Im Hinblick auf das Rauchverbot und die Entsorgung von Abfällen konzentrieren sich die Anstrengungen des Baureferats auf die Förderung  des verantwortungsbewussten Verhaltens der Besucherinnen und Besucher und auf eine möglichst bedarfsgerechte und kurzfristige Beseitigung von Abfällen.
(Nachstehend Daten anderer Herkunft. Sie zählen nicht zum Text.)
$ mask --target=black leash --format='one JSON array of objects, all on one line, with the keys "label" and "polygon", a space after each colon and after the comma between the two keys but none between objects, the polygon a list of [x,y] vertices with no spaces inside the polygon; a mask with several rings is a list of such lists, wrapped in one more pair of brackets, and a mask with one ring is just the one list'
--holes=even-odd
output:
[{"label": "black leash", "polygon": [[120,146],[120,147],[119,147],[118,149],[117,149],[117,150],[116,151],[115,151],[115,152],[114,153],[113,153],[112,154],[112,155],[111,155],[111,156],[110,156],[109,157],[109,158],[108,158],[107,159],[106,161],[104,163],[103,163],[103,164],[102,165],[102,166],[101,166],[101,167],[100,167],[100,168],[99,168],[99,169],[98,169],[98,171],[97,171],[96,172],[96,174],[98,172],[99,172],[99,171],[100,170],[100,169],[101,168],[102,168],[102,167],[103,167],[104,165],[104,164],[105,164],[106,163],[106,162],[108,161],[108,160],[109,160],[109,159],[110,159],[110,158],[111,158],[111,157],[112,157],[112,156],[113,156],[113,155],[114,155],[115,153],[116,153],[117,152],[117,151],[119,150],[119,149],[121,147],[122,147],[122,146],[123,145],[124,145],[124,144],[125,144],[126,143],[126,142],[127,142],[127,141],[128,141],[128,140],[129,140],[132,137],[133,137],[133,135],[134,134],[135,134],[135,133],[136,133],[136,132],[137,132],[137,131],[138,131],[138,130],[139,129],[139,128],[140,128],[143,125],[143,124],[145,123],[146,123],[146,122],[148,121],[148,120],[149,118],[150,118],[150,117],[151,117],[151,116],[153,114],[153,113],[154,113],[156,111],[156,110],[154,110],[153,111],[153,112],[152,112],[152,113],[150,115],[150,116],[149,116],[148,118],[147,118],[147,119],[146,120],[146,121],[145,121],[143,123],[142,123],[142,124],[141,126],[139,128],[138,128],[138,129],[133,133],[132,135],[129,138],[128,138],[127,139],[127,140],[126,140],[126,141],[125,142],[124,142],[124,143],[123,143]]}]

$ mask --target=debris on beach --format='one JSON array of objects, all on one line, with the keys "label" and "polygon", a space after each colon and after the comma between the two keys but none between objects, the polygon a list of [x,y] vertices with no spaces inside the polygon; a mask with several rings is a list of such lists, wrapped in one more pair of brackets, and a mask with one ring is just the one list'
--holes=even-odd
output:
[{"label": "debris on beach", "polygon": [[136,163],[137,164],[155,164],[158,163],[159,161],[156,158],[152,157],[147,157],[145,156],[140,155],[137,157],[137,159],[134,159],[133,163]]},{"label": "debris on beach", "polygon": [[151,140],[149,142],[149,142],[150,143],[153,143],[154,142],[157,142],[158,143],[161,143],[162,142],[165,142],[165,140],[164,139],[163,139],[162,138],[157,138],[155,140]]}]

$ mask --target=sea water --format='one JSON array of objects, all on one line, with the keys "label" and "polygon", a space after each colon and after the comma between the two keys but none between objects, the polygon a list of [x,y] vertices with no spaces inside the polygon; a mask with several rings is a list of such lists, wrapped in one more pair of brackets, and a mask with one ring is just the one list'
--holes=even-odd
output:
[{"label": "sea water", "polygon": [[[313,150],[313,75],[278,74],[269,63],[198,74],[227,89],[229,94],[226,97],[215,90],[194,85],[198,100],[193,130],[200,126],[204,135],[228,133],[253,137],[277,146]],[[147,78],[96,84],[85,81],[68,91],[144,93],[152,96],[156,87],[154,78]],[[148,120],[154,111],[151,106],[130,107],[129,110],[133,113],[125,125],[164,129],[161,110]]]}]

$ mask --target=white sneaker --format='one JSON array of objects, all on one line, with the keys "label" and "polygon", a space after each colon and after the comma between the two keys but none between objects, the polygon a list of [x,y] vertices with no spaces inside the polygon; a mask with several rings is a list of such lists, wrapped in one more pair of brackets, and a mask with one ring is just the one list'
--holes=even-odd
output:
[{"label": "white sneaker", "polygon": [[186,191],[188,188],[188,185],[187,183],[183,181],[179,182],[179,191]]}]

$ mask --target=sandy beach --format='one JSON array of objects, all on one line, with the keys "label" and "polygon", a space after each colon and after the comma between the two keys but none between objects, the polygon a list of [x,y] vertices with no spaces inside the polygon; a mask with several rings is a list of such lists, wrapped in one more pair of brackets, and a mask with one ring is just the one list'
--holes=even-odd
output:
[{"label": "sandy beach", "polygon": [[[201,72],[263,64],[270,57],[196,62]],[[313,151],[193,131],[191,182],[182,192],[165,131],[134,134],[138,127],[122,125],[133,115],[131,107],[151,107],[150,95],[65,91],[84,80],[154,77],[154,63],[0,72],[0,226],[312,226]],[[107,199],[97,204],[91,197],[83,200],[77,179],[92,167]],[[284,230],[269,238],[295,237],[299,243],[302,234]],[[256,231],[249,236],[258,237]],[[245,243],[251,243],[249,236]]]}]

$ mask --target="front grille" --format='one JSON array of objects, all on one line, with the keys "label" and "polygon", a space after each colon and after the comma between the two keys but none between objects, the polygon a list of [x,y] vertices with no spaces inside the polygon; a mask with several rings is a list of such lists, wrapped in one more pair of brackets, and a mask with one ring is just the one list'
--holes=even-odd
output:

Dazu gehört vor allem auch das Entfernen von Zigarettenkippen und Glasscherben aus Kinderspielbereichen, darunter die Sandflächen.

Die Reinigung des Spielplatzes an der Münchner Freiheit erfolgt dreimal wöchentlich, bei gutem Wetter in den Sommermonaten zusätzlich auch am Wochenende. Trotzdem wird es sich nicht immer vermeiden lassen, dass Abfälle hinterlassen werden, insbesondere wenn ein Ort, wie die Münchner Freiheit und der dort vorhandene Spielplatz tagtäglich von sehr vielen Menschen aufgesucht wird. 



Mit freundlichen Grüßen


Kommentare (1)Schließen

  1. Autor M Dittberner
    am 13. September 2011
    1.

    Diese Anfrage hatte ich auch schon mal an die Stadt gestellt. Mir wurde vom entsprechenden Referat mitgeteilt, dass es für viele Spielplätze schwierig ist, wenn sie nicht klar umzäunt sind. Für andere, klar abgegrenzte Spielplätze sind sie derzeit am überlegen udn planen. Schön, dass die Anfrage jetzt noch mal von anderer Seite kommt, denn ich denke, dass ein Hinweis an Spielplätzen mit klaren Eingängen relativ leicht umsetzbar wäre und somit die Stadt auch dem Gesetz zum Schutz der Gesundheit, Artikel 2, Absatz 2 gerecht werden würde.